A number of SSN experts weigh in on the human and fiscal implications of the new GOP intention to remove Medicare's universal guarantee of basic health care for older Americans and replace it with vouchers of restricted value. The vouchers would apply to part of the cost of either private health insurance plans or a redefined, residual public program. Judy Feder of Georgetown University explains why private insurance vouchers cannot replace Medicare. Larry Polivka of Florida State University lays out why the Ryan budget heads the wrong way for Medicare. And a nationally renowned expert on Medicare, Theodore Marmor of Yale University, spells out why turning Medicare into vouchers will not work – for either beneficiaries or the national health care budget.

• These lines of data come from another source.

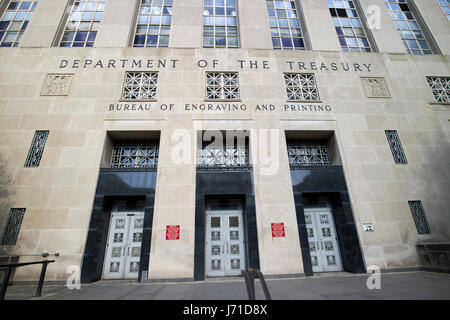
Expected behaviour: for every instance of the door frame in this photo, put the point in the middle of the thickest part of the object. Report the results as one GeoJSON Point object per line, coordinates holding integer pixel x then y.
{"type": "Point", "coordinates": [326, 208]}
{"type": "Point", "coordinates": [115, 212]}
{"type": "Point", "coordinates": [242, 228]}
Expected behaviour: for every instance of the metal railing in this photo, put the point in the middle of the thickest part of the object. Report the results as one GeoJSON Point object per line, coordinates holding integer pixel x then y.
{"type": "Point", "coordinates": [250, 277]}
{"type": "Point", "coordinates": [9, 268]}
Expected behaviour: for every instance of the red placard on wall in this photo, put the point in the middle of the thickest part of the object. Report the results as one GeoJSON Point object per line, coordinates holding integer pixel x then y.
{"type": "Point", "coordinates": [278, 230]}
{"type": "Point", "coordinates": [172, 232]}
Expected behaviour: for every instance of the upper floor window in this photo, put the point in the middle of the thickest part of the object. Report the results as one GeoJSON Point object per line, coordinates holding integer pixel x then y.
{"type": "Point", "coordinates": [308, 153]}
{"type": "Point", "coordinates": [440, 87]}
{"type": "Point", "coordinates": [285, 25]}
{"type": "Point", "coordinates": [13, 225]}
{"type": "Point", "coordinates": [153, 24]}
{"type": "Point", "coordinates": [407, 26]}
{"type": "Point", "coordinates": [220, 24]}
{"type": "Point", "coordinates": [301, 87]}
{"type": "Point", "coordinates": [222, 86]}
{"type": "Point", "coordinates": [14, 21]}
{"type": "Point", "coordinates": [140, 85]}
{"type": "Point", "coordinates": [135, 155]}
{"type": "Point", "coordinates": [224, 149]}
{"type": "Point", "coordinates": [82, 23]}
{"type": "Point", "coordinates": [445, 5]}
{"type": "Point", "coordinates": [349, 27]}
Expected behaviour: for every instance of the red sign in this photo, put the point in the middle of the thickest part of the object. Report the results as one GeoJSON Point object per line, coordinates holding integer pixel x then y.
{"type": "Point", "coordinates": [172, 232]}
{"type": "Point", "coordinates": [278, 230]}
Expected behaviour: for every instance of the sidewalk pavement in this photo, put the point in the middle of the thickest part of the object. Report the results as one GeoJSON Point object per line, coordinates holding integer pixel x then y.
{"type": "Point", "coordinates": [407, 285]}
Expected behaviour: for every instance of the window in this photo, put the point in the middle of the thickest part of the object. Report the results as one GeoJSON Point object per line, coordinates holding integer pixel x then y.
{"type": "Point", "coordinates": [301, 87]}
{"type": "Point", "coordinates": [36, 149]}
{"type": "Point", "coordinates": [419, 217]}
{"type": "Point", "coordinates": [224, 149]}
{"type": "Point", "coordinates": [140, 86]}
{"type": "Point", "coordinates": [285, 25]}
{"type": "Point", "coordinates": [396, 147]}
{"type": "Point", "coordinates": [349, 28]}
{"type": "Point", "coordinates": [220, 24]}
{"type": "Point", "coordinates": [14, 22]}
{"type": "Point", "coordinates": [82, 23]}
{"type": "Point", "coordinates": [12, 228]}
{"type": "Point", "coordinates": [222, 86]}
{"type": "Point", "coordinates": [135, 155]}
{"type": "Point", "coordinates": [445, 5]}
{"type": "Point", "coordinates": [153, 24]}
{"type": "Point", "coordinates": [440, 87]}
{"type": "Point", "coordinates": [308, 153]}
{"type": "Point", "coordinates": [407, 26]}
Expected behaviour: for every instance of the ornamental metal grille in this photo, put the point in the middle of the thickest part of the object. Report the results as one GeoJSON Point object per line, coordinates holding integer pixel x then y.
{"type": "Point", "coordinates": [135, 155]}
{"type": "Point", "coordinates": [82, 23]}
{"type": "Point", "coordinates": [222, 86]}
{"type": "Point", "coordinates": [230, 156]}
{"type": "Point", "coordinates": [349, 28]}
{"type": "Point", "coordinates": [396, 147]}
{"type": "Point", "coordinates": [153, 25]}
{"type": "Point", "coordinates": [301, 87]}
{"type": "Point", "coordinates": [220, 24]}
{"type": "Point", "coordinates": [36, 149]}
{"type": "Point", "coordinates": [409, 30]}
{"type": "Point", "coordinates": [440, 87]}
{"type": "Point", "coordinates": [12, 228]}
{"type": "Point", "coordinates": [445, 5]}
{"type": "Point", "coordinates": [285, 25]}
{"type": "Point", "coordinates": [140, 85]}
{"type": "Point", "coordinates": [308, 154]}
{"type": "Point", "coordinates": [14, 21]}
{"type": "Point", "coordinates": [419, 217]}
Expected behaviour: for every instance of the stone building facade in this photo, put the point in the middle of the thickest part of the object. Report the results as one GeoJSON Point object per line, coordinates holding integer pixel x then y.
{"type": "Point", "coordinates": [340, 136]}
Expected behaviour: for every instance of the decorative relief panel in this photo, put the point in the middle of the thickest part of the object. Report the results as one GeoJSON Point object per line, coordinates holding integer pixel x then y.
{"type": "Point", "coordinates": [57, 84]}
{"type": "Point", "coordinates": [375, 87]}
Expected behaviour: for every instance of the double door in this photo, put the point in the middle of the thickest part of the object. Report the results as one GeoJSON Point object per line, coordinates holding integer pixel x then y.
{"type": "Point", "coordinates": [322, 239]}
{"type": "Point", "coordinates": [225, 253]}
{"type": "Point", "coordinates": [123, 249]}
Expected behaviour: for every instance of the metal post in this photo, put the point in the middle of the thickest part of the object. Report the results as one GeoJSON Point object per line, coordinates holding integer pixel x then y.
{"type": "Point", "coordinates": [41, 279]}
{"type": "Point", "coordinates": [264, 285]}
{"type": "Point", "coordinates": [5, 283]}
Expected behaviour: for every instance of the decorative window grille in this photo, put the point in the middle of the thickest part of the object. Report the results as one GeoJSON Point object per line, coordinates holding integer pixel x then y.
{"type": "Point", "coordinates": [225, 151]}
{"type": "Point", "coordinates": [445, 5]}
{"type": "Point", "coordinates": [419, 217]}
{"type": "Point", "coordinates": [222, 86]}
{"type": "Point", "coordinates": [301, 87]}
{"type": "Point", "coordinates": [14, 21]}
{"type": "Point", "coordinates": [12, 228]}
{"type": "Point", "coordinates": [220, 24]}
{"type": "Point", "coordinates": [440, 87]}
{"type": "Point", "coordinates": [308, 154]}
{"type": "Point", "coordinates": [153, 25]}
{"type": "Point", "coordinates": [36, 149]}
{"type": "Point", "coordinates": [349, 28]}
{"type": "Point", "coordinates": [406, 24]}
{"type": "Point", "coordinates": [229, 156]}
{"type": "Point", "coordinates": [135, 155]}
{"type": "Point", "coordinates": [285, 25]}
{"type": "Point", "coordinates": [396, 147]}
{"type": "Point", "coordinates": [140, 85]}
{"type": "Point", "coordinates": [82, 23]}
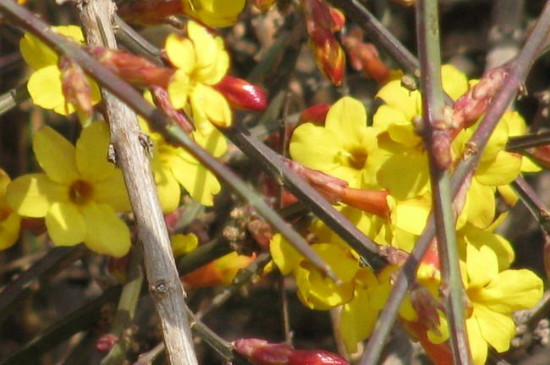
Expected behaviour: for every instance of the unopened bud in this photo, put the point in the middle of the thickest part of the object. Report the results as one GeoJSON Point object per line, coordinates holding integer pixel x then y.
{"type": "Point", "coordinates": [364, 57]}
{"type": "Point", "coordinates": [150, 12]}
{"type": "Point", "coordinates": [106, 343]}
{"type": "Point", "coordinates": [315, 114]}
{"type": "Point", "coordinates": [242, 94]}
{"type": "Point", "coordinates": [76, 87]}
{"type": "Point", "coordinates": [135, 70]}
{"type": "Point", "coordinates": [261, 352]}
{"type": "Point", "coordinates": [469, 107]}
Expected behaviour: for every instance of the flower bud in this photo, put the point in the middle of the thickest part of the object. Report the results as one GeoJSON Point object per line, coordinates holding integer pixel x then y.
{"type": "Point", "coordinates": [106, 342]}
{"type": "Point", "coordinates": [315, 114]}
{"type": "Point", "coordinates": [150, 12]}
{"type": "Point", "coordinates": [469, 107]}
{"type": "Point", "coordinates": [76, 88]}
{"type": "Point", "coordinates": [241, 94]}
{"type": "Point", "coordinates": [364, 57]}
{"type": "Point", "coordinates": [133, 69]}
{"type": "Point", "coordinates": [263, 5]}
{"type": "Point", "coordinates": [261, 352]}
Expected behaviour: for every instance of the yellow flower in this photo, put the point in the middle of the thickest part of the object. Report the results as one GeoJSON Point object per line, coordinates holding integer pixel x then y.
{"type": "Point", "coordinates": [315, 290]}
{"type": "Point", "coordinates": [405, 174]}
{"type": "Point", "coordinates": [10, 221]}
{"type": "Point", "coordinates": [202, 62]}
{"type": "Point", "coordinates": [214, 13]}
{"type": "Point", "coordinates": [173, 166]}
{"type": "Point", "coordinates": [494, 295]}
{"type": "Point", "coordinates": [344, 147]}
{"type": "Point", "coordinates": [44, 85]}
{"type": "Point", "coordinates": [79, 193]}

Indeed, few experts think the GOP voucher approach would save money. Analysts find that this approach would reduce the federal government's commitment only slightly, yet also shift high additional costs and risks onto future retirees and make it harder to limit overall cost increases in national health care spending. The reason is clear: by breaking up Medicare to create insurance company subsidies, the bargaining capacity of the system would be reduced, making it hard to limit price increases for health care services, equipment, and prescription drugs.

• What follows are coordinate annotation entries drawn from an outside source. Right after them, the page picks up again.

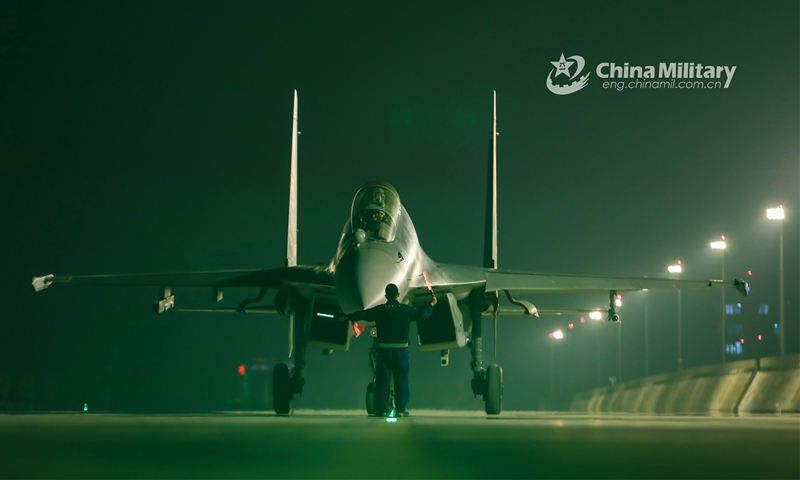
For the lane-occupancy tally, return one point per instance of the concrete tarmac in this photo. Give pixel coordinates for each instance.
(429, 444)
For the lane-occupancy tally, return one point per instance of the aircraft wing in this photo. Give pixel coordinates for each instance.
(456, 277)
(316, 277)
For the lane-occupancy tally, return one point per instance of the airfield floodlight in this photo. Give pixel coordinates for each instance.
(775, 213)
(677, 269)
(778, 214)
(721, 245)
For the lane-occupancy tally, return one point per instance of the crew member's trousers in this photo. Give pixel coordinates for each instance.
(392, 362)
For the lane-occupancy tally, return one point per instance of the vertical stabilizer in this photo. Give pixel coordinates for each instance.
(291, 234)
(490, 239)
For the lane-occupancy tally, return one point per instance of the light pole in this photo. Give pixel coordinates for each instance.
(720, 245)
(777, 214)
(646, 338)
(557, 335)
(618, 303)
(676, 269)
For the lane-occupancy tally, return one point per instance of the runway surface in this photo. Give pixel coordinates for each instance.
(429, 444)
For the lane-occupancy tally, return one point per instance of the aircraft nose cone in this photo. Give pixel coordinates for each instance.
(361, 278)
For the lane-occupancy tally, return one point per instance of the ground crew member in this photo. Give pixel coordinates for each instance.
(393, 320)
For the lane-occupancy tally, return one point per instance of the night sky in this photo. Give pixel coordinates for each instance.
(155, 137)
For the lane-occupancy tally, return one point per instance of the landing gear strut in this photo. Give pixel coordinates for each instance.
(487, 382)
(285, 383)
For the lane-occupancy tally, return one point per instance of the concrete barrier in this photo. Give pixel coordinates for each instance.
(775, 388)
(748, 386)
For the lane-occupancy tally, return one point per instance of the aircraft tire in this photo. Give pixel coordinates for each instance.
(282, 389)
(371, 398)
(493, 397)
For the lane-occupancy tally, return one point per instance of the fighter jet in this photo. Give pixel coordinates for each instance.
(379, 245)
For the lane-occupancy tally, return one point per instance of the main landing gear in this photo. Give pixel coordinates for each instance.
(487, 382)
(287, 383)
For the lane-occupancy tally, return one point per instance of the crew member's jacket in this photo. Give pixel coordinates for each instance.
(393, 320)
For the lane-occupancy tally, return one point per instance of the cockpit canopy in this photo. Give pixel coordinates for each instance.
(376, 209)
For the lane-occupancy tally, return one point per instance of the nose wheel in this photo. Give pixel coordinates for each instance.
(282, 389)
(493, 393)
(370, 398)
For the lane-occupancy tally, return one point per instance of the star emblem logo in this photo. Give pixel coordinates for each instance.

The bottom line is clear: the Obama administration plans to make Medicare more cost effective and use its bargaining power to help reduce costs in the system as a whole, while the GOP wants to break up Medicare (and Medicaid) and hope that market competition would limit future cost increases. In 2012, therefore, the two parties have contrasting plans not just for health insurance coverage but also for how to make American health care more cost-effective in future decades. Empirical evidence suggests that only one party's approach has much chance of success.